Development of a molecule-molecule pair potential

Dear all,

I’m trying to develop LAMMPS interface to my new machine learning interatomic potential. The potential is pairwise in nature between molecules. Hence to calculate energy (and forces on atoms) I need to know positions of all atoms in both molecules at an instant (say 4 atoms for H2-H2 pair). The atoms in a molecule are permanently bonded (bond_style) and rigid (fix shake or fix rigid).

Do I understand correctly that bonded atoms are removed from the nearest neighbour list?
If that’s the case is there any way to obtain this information? So, for the i-j loop over all local atoms and their neighbours I need to know what are the positions of the atoms bonded to i and j.

I tried accessing neighbor->bondlist but it contains only local bonds/atoms (I need to know how ghost atoms are bonded as well) apart from that the indexing of atoms does not correspond to neighbour list indices.

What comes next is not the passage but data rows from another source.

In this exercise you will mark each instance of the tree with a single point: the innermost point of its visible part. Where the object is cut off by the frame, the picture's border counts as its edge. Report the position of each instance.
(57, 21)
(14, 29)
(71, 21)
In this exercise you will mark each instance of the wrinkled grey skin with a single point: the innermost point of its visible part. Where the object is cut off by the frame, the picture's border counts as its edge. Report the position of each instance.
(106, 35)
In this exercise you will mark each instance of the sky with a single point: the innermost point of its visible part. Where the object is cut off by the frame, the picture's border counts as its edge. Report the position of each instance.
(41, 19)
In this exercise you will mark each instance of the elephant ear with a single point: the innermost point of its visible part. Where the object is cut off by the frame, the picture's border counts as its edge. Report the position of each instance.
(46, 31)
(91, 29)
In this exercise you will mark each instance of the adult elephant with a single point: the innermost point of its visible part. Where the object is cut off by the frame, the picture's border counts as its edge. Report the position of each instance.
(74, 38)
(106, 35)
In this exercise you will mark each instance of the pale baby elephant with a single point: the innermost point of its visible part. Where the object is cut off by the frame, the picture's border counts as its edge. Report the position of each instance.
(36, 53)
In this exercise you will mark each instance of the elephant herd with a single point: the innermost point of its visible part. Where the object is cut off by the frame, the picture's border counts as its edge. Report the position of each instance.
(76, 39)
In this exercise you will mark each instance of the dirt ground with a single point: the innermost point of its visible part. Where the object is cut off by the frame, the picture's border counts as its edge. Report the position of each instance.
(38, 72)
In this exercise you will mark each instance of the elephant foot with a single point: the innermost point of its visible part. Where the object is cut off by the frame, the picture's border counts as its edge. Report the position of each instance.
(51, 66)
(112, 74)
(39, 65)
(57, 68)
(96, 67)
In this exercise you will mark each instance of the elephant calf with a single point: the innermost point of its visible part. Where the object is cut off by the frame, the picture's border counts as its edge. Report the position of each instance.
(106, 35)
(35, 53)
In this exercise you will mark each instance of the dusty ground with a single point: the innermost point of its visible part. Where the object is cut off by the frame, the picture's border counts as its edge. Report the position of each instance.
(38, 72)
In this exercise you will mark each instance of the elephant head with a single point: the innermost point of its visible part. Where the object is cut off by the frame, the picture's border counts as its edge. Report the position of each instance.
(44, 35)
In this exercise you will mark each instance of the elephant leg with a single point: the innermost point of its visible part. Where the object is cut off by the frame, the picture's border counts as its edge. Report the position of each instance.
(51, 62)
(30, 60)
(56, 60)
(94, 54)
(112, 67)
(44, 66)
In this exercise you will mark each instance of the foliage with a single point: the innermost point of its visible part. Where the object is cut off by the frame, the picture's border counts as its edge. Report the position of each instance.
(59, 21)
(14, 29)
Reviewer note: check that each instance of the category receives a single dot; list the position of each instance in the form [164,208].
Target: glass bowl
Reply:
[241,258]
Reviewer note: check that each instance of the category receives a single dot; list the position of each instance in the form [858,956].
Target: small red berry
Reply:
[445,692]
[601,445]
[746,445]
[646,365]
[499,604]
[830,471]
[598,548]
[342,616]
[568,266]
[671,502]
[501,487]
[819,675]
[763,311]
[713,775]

That depends primarily on the “special bonds” settings which can be adjusted with the special_bonds command — LAMMPS documentation
The default setting is lj/coul 0.0 0.0 0.0, i.e. all 1-2, 1-3, and 1-4 pairs in the bond-topology are ignored in the pair-wise neighbor list. And unless you are running in combination of with a kspace style, those pairs are indeed removed. If the values are set to 1.0 instead, the pairs are included. If the values are neither (exactly) 0.0 nor (exactly) 1.0, the pairs are included, but for every “j” atom of an i,j pair in the neighbor list of atom “i” the uppermost 3 bits are used to encode whether it is an 1-2, 1-3, or 1-4 pair. You can see how this this is applied, e.g. in pair style lj/cut when you look at the use of the sbmask() inline function and the NEIGHMASK constant.

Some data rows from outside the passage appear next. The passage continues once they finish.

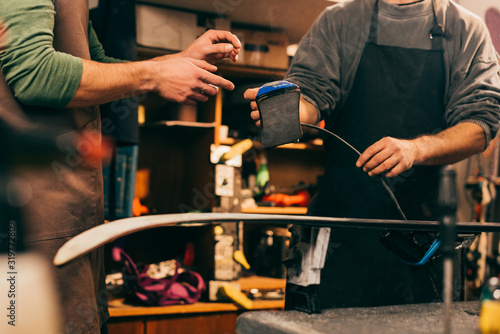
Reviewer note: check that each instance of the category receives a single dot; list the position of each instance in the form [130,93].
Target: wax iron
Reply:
[278,103]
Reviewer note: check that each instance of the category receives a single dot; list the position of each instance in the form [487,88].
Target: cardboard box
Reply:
[171,29]
[263,49]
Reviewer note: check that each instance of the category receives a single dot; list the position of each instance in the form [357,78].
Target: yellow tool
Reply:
[489,317]
[235,295]
[239,257]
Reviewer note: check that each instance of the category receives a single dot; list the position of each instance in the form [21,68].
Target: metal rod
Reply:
[448,293]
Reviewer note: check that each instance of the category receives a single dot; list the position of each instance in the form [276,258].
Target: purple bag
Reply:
[183,287]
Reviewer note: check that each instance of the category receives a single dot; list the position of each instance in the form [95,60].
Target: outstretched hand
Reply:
[187,80]
[213,46]
[389,156]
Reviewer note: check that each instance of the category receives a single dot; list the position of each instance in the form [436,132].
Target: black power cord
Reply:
[384,183]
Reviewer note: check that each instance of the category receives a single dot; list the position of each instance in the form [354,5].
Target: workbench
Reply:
[416,318]
[201,317]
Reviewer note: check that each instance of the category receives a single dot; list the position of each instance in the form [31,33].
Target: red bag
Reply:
[183,287]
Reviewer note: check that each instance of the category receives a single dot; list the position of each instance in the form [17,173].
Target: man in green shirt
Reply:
[54,72]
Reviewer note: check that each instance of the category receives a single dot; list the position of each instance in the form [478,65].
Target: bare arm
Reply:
[185,77]
[391,156]
[178,79]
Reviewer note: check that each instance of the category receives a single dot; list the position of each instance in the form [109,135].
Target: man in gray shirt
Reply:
[413,85]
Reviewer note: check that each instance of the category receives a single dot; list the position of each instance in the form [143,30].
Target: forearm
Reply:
[451,145]
[101,83]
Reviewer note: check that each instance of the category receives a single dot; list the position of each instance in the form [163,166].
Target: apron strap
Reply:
[437,33]
[374,25]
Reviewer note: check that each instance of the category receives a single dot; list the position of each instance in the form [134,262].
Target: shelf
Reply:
[181,124]
[276,210]
[118,309]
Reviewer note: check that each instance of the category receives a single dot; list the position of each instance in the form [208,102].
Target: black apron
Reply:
[65,195]
[397,92]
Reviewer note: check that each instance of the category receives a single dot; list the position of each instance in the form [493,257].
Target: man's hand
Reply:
[213,46]
[250,94]
[187,80]
[177,79]
[389,156]
[307,112]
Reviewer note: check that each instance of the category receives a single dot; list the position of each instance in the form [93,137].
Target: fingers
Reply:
[217,36]
[368,154]
[210,78]
[221,44]
[388,156]
[218,81]
[204,65]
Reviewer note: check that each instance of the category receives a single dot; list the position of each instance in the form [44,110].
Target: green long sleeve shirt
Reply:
[36,72]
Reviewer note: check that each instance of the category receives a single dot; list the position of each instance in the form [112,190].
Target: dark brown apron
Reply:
[397,92]
[64,197]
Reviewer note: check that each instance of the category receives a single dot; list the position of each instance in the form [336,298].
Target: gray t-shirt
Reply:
[329,54]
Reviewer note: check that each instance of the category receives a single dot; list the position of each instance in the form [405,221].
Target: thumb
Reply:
[203,64]
[251,93]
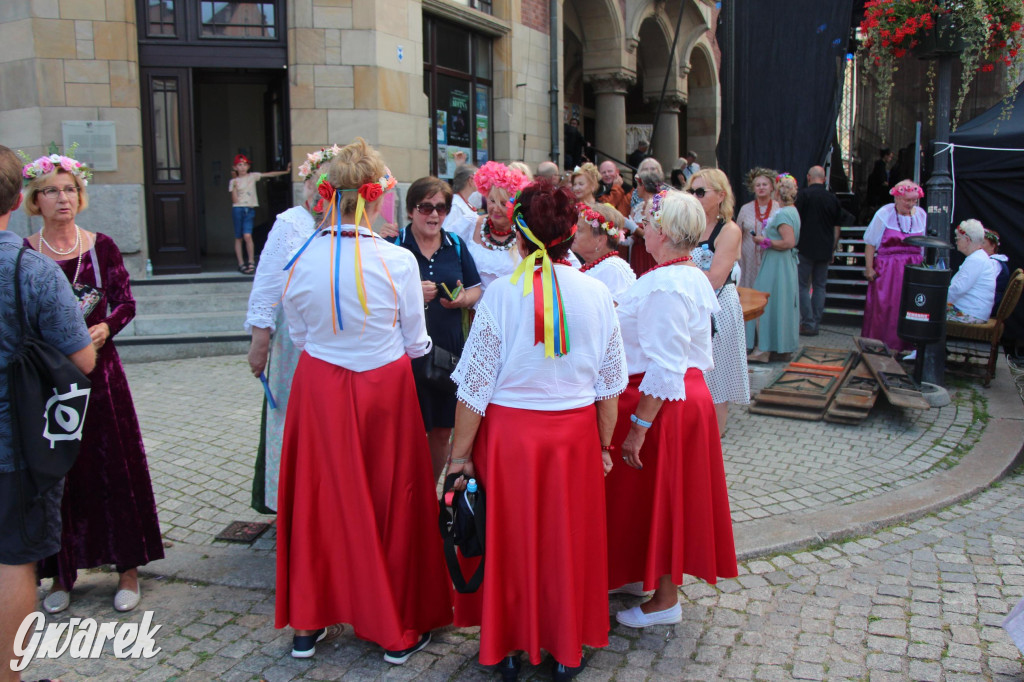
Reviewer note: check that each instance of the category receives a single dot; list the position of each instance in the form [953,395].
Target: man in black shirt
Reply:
[819,218]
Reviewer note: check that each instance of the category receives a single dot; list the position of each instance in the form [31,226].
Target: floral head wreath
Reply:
[656,203]
[907,188]
[330,206]
[315,160]
[595,219]
[52,162]
[550,325]
[497,174]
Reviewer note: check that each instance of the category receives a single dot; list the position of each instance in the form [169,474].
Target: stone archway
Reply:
[702,123]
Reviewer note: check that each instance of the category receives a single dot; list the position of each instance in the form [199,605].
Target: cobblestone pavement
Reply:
[922,601]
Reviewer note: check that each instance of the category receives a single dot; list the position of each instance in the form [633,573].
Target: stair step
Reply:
[185,324]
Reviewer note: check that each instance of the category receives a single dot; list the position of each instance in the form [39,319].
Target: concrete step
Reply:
[177,346]
[185,324]
[171,303]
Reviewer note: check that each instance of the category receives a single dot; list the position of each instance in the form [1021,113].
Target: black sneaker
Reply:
[562,673]
[398,657]
[304,646]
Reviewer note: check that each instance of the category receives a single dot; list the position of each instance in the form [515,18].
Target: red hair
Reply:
[550,213]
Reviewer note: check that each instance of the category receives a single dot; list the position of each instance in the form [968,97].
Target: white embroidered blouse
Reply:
[290,230]
[666,325]
[501,364]
[615,273]
[360,344]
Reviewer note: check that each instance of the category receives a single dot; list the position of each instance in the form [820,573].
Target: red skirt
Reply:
[357,539]
[671,517]
[542,587]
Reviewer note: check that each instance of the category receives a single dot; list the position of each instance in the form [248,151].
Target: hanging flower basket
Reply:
[983,33]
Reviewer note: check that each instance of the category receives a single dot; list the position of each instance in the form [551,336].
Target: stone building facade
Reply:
[187,84]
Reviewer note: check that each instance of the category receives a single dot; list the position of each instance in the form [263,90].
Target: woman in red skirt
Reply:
[669,510]
[534,425]
[356,540]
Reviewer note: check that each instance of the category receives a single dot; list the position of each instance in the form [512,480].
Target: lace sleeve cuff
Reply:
[480,361]
[660,383]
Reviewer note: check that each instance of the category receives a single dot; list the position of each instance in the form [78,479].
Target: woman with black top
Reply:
[717,255]
[451,283]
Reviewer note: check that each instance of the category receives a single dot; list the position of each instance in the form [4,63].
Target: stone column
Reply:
[666,142]
[610,92]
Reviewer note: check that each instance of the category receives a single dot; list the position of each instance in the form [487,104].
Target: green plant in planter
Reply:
[983,33]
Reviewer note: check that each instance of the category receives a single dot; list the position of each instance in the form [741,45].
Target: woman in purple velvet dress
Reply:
[109,512]
[885,255]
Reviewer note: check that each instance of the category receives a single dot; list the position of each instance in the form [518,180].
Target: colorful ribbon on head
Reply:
[368,193]
[550,326]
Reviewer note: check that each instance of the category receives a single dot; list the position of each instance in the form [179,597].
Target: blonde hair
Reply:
[717,180]
[37,183]
[522,168]
[590,171]
[785,190]
[681,219]
[355,165]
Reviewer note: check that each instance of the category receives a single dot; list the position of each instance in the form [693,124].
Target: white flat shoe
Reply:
[56,601]
[126,600]
[633,589]
[635,617]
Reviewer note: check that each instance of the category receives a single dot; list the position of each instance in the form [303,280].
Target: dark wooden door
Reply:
[167,124]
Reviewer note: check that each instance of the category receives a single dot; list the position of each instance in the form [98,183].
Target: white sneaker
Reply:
[633,589]
[635,617]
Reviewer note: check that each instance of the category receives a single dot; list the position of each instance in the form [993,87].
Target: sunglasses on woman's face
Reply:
[427,209]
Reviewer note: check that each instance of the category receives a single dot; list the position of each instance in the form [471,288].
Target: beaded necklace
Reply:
[488,242]
[681,259]
[592,264]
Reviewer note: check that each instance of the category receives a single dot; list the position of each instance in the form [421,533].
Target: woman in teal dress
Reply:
[778,328]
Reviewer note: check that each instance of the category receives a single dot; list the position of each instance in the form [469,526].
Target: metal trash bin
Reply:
[923,304]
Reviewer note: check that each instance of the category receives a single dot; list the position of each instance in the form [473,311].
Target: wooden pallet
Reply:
[855,397]
[898,387]
[806,387]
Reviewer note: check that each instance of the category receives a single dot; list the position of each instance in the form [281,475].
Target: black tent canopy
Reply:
[987,165]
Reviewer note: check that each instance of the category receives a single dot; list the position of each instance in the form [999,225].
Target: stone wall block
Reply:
[111,40]
[79,71]
[333,17]
[52,39]
[125,84]
[328,98]
[337,77]
[308,46]
[309,126]
[49,82]
[87,94]
[116,210]
[17,85]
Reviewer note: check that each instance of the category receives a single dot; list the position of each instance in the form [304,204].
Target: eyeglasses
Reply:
[51,193]
[427,209]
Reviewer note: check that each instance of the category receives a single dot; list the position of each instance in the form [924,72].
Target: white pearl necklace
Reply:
[78,243]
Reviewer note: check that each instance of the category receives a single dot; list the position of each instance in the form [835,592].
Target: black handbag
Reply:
[48,397]
[436,369]
[462,524]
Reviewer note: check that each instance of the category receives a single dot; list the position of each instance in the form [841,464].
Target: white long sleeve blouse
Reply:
[502,365]
[973,287]
[665,320]
[290,231]
[359,344]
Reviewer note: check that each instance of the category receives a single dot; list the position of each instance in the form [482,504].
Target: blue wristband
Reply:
[639,422]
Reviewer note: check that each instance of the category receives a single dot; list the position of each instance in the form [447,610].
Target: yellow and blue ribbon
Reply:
[550,326]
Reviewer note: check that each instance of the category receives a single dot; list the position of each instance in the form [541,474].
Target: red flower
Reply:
[371,192]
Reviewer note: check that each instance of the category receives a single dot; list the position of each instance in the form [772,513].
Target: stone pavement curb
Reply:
[998,451]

The reason for this is that this massively simplifies the computation of the bond (and angle, dihedral) force constants, as they can attributed in an additive fashion to just the interaction of the corresponding bonded pair or triple, or quad of atoms. If the pairwise interactions are not removed, then the computation of the, e.g. force constant of the bond (usually derived from a harmonic analysis of vibrational spectra) would have to have the contribution of the non-bonded interaction between the pair of atoms removed to avoid double counting. If your potential does not account for that, you will have a serious design flaw (or a massive parameterization problem).

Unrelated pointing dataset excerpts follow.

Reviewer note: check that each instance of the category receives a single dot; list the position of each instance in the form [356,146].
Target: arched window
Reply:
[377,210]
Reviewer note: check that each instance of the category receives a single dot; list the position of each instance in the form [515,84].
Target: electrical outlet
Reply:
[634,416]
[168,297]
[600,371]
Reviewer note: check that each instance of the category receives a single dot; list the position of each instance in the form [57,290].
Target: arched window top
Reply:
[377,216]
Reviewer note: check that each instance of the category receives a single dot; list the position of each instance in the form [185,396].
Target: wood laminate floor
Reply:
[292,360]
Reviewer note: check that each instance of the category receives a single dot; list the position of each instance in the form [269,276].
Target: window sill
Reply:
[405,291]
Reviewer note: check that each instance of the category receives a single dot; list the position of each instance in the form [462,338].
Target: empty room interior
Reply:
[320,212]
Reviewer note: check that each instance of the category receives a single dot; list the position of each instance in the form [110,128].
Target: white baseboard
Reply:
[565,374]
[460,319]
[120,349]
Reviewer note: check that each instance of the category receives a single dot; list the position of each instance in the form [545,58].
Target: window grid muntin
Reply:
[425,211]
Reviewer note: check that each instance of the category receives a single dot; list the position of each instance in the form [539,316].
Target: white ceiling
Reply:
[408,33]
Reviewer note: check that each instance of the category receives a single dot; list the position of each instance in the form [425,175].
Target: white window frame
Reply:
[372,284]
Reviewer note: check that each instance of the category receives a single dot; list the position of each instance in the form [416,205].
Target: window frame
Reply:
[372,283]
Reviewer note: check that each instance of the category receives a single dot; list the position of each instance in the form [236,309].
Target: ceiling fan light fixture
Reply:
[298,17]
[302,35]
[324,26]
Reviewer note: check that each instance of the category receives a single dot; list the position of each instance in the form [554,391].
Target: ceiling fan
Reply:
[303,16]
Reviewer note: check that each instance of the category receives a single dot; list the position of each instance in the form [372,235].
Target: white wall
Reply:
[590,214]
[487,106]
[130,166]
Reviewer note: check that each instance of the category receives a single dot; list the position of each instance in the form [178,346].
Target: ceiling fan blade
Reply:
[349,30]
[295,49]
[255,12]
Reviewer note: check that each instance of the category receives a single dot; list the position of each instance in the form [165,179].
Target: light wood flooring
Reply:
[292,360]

That is not correct. The indexing is by local index (and not atom ID) in both the neigbor list and the bond list. However, the bond list is not the correct place to look for all bonded neighbors of atom “i” in a neighbor list i,j-pair, since it will by default list each bond only once (corresponding to the newton command — LAMMPS documentation) and also the neighbor list will usually not store neighbors of ghost atoms, unless explicitly flagged in the neighbor list request (and the presence of those is subject to the communication cutoff).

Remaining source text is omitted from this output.